The Myself project worked towards more abundant, accessible, interactive, and usable content and knowledge, coupled with shifts in demand (future of education and training systems, productivity, time to competency, focus on intangible assets) which will contribute to:

  • Reshaping the way we learn;

  • Teaching methods that are increasingly focused on inquiry-based, problem-solving approaches;

  • Technologies that are suggesting new ways to generate learner engagement and motivation and to support innovation and creativity; and

  • Learning that is increasingly integrated into business processes, corporate knowledge management and human resources systems.

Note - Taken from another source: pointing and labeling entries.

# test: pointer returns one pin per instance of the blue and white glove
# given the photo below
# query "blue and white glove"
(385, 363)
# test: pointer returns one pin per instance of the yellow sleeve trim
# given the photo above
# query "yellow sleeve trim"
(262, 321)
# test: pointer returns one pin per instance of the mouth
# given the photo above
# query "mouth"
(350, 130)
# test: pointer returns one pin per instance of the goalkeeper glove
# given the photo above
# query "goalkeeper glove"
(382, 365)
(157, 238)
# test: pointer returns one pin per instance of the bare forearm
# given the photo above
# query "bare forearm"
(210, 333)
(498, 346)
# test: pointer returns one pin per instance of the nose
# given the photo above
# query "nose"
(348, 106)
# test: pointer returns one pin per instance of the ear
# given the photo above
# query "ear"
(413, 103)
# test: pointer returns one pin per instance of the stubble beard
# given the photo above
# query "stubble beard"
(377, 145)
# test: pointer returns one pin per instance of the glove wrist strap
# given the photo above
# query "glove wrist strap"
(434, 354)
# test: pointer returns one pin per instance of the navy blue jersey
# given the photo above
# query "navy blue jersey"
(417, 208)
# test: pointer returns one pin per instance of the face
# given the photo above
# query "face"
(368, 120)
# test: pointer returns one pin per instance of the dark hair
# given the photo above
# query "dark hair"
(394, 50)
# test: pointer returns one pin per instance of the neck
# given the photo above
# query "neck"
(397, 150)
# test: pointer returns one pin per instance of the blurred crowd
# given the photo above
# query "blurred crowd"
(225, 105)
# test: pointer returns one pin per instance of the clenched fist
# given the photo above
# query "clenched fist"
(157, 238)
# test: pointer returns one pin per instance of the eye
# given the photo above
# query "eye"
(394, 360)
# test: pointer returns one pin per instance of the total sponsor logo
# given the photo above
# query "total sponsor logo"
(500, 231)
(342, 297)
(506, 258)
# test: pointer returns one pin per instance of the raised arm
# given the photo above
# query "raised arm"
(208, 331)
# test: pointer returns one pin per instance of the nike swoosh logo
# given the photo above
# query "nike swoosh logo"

An offspring of the Myself project is an underlying model for the acceptance and integration of media which is examined in this chapter. Sharing, mentoring, and coaching become more essential in medical training programs. While still under development through two related projects (the Martina and Top-Staff projects), the model illustrates how a range of disciplines across medical institutions envisage learning designs for local blended learning. The theories, characteristics, and target health-care users of the model will be examined. The chapter therefore aims to help the reader to envisage new didactic genres and scenarios. Should doctor-patient communication be subject to peer review? Should media like video conferencing and 3D virtual spaces be used for medical training? A relevant anecdote is that in the early nineties, medical faculties hesitated to let surgeons and nurse practitioners practice with simulations in anatomy, physiology, and pathology on the Apple computer. The slogan was: “an Apple a day keeps the doctor away”; obviously the mediated version of visual, haptic, and kinesthetic feedback hampered the realistic learning compared to real interaction with patients. However, virtuality, mobility, and vicarious learning start paying back the heavy efforts to adopt web-based communities within institutional boundaries (Nambisan, Gustafson, Pingree, & Hawkins, 2010). Blended learning and the convergence of traditional and media-based learning have been welcomed in the last decade. Still a super-ordinate model is needed in order to guide young professionals in complex fields like education and health care. It is argued that, more generally, critical elements in education that have matured can now be well served by e-simulations.